Three TUI tabs cover the agent-authorization lifecycle. Agents never prompt the operator per-call; they request a typed policy (SLK) up front and then operate inside it.

Proposals tab

When an agent calls request_slk, the daemon queues an SlkDraft here. Each row shows agent id, capabilities, scope summary, expiry, and proposal id.

From the detail view:

  • y approves the draft as submitted; the daemon mints the SLK and returns the token to the agent.
  • n denies it; the agent receives a typed denied outcome from slk_status.
  • e edits the draft. You can narrow any scope — fewer wallets, smaller caps, smaller total budgets, shorter expiry, fewer allowed venues — but never widen one. Widening edits are rejected by the validator.

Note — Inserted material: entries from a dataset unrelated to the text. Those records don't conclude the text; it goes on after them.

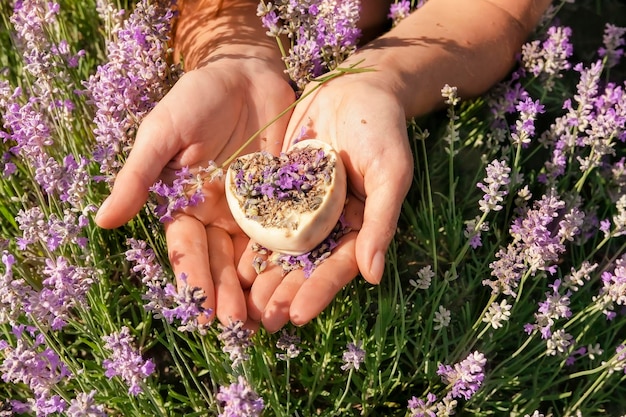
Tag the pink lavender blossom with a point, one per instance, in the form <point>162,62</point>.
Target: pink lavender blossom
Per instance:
<point>550,57</point>
<point>132,81</point>
<point>465,377</point>
<point>164,300</point>
<point>185,190</point>
<point>353,356</point>
<point>64,287</point>
<point>322,33</point>
<point>613,291</point>
<point>494,186</point>
<point>420,408</point>
<point>524,128</point>
<point>289,344</point>
<point>399,10</point>
<point>235,341</point>
<point>186,306</point>
<point>37,366</point>
<point>84,405</point>
<point>239,400</point>
<point>613,41</point>
<point>125,361</point>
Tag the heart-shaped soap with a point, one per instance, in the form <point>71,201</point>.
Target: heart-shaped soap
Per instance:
<point>290,203</point>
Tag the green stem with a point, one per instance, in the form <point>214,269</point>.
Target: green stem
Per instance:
<point>321,81</point>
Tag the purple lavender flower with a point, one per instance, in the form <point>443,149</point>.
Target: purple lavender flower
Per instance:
<point>126,361</point>
<point>186,306</point>
<point>322,33</point>
<point>465,377</point>
<point>524,128</point>
<point>185,190</point>
<point>289,343</point>
<point>84,405</point>
<point>494,186</point>
<point>37,366</point>
<point>64,287</point>
<point>399,10</point>
<point>135,77</point>
<point>550,57</point>
<point>554,307</point>
<point>613,291</point>
<point>353,356</point>
<point>236,341</point>
<point>420,408</point>
<point>613,42</point>
<point>239,400</point>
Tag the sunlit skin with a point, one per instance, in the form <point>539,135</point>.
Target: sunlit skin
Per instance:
<point>235,84</point>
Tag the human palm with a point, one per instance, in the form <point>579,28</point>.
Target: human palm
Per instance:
<point>367,127</point>
<point>207,116</point>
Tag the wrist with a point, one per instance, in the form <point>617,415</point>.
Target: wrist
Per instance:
<point>207,31</point>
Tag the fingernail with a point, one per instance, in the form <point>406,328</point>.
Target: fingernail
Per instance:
<point>378,266</point>
<point>103,207</point>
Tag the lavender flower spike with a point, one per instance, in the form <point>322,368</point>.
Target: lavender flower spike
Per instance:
<point>466,377</point>
<point>494,186</point>
<point>126,361</point>
<point>239,400</point>
<point>353,356</point>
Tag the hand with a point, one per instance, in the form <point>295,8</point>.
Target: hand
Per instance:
<point>366,124</point>
<point>207,115</point>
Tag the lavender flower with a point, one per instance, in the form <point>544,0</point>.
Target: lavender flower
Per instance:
<point>613,291</point>
<point>554,307</point>
<point>187,307</point>
<point>550,57</point>
<point>524,128</point>
<point>399,10</point>
<point>613,42</point>
<point>185,190</point>
<point>236,341</point>
<point>465,377</point>
<point>420,408</point>
<point>559,342</point>
<point>497,178</point>
<point>64,287</point>
<point>289,343</point>
<point>473,230</point>
<point>424,278</point>
<point>239,400</point>
<point>84,405</point>
<point>132,81</point>
<point>442,318</point>
<point>126,361</point>
<point>353,356</point>
<point>37,366</point>
<point>497,314</point>
<point>322,33</point>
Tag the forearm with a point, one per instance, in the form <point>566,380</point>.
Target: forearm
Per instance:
<point>208,30</point>
<point>467,44</point>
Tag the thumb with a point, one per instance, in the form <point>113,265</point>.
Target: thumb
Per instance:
<point>386,182</point>
<point>154,147</point>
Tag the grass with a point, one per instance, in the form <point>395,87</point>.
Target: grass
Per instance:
<point>396,322</point>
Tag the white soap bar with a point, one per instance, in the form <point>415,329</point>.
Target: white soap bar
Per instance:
<point>288,204</point>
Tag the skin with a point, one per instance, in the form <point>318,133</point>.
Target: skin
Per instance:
<point>235,84</point>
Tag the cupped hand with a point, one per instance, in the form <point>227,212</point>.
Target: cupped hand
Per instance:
<point>366,124</point>
<point>208,114</point>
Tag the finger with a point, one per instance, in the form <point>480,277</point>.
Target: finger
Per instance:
<point>229,298</point>
<point>245,268</point>
<point>317,292</point>
<point>262,290</point>
<point>154,147</point>
<point>188,253</point>
<point>386,182</point>
<point>276,312</point>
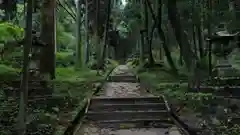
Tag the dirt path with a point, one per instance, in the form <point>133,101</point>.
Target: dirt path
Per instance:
<point>121,89</point>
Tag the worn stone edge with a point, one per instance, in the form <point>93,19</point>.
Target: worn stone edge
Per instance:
<point>76,122</point>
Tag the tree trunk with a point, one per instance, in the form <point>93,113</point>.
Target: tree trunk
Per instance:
<point>48,31</point>
<point>87,51</point>
<point>106,33</point>
<point>147,24</point>
<point>24,82</point>
<point>163,38</point>
<point>97,36</point>
<point>141,48</point>
<point>78,62</point>
<point>185,47</point>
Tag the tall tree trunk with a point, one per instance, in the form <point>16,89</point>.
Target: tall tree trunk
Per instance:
<point>106,33</point>
<point>97,36</point>
<point>148,41</point>
<point>48,32</point>
<point>78,58</point>
<point>185,47</point>
<point>141,43</point>
<point>24,82</point>
<point>87,49</point>
<point>163,38</point>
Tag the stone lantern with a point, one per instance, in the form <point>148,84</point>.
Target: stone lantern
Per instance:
<point>221,49</point>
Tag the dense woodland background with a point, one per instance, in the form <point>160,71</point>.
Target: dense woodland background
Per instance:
<point>75,45</point>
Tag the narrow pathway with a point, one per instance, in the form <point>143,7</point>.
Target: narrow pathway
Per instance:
<point>122,89</point>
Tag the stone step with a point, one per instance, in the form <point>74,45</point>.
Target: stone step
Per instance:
<point>127,107</point>
<point>126,115</point>
<point>126,100</point>
<point>136,123</point>
<point>122,78</point>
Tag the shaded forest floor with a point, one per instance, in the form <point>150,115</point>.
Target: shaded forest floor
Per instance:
<point>49,114</point>
<point>201,111</point>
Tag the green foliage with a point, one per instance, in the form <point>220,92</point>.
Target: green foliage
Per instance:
<point>10,31</point>
<point>64,59</point>
<point>8,73</point>
<point>206,107</point>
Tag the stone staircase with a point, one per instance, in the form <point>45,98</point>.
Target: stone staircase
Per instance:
<point>138,112</point>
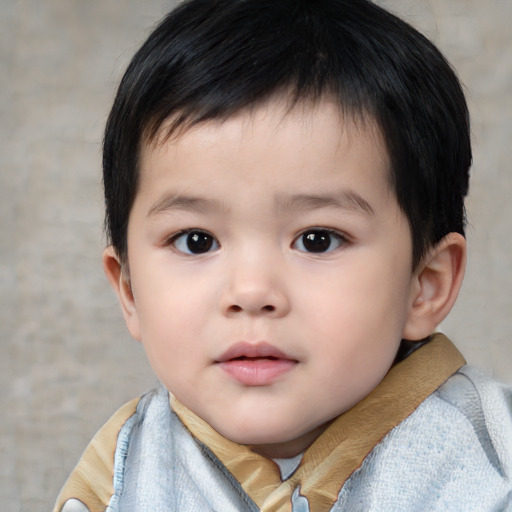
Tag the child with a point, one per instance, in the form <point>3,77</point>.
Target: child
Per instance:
<point>285,184</point>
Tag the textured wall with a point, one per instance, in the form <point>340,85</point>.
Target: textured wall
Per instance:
<point>66,360</point>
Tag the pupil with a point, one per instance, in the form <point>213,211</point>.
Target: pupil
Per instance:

If a scoped wallet is password-protected, the unlock prompt appears once at approval time. The wallet’s secrets are then encrypted at rest under the SLK’s wrap key and persist across daemon restarts.

SLKs tab

The catalogue of every minted SLK: label, agent, status (Active, Expired, Exhausted, Revoked), capabilities + scope summary, cumulative usage, and expiry.

  • Enter opens detail: typed capabilities, per-capability scopes, rate-limit config, lifetime, persisted-secret status per wallet.
  • r revokes the SLK immediately. Revocation sweeps the SLK’s persisted secrets too.

The Free tier is capped at 1 active SLK; paid tiers raise the limit. Hitting the cap surfaces a tier-limit modal at proposal-approval time.

Activity tab

The append-only audit log of every agent dispatch attempt — success, violation, or refusal. Each row carries: timestamp, SLK, MCP call, redacted params, native / token / USDC spend, duration, outcome.

  • Enter opens detail with the full typed violation (if any) and the on-chain explorer link (when the call produced a tx).

The Activity tab is the operator’s primary post-hoc audit surface; it never blocks dispatch.

WalletConnect note

When an SLK grants can_wc_connect and a dApp pairing matches the SLK’s WC scope, the daemon approves the session proposal autonomously — no prompt in DApps. The session settles immediately and the agent proceeds via its SLK. Operator-initiated pairings (you typed the WC URI in DApps) still take the human-driven approval path.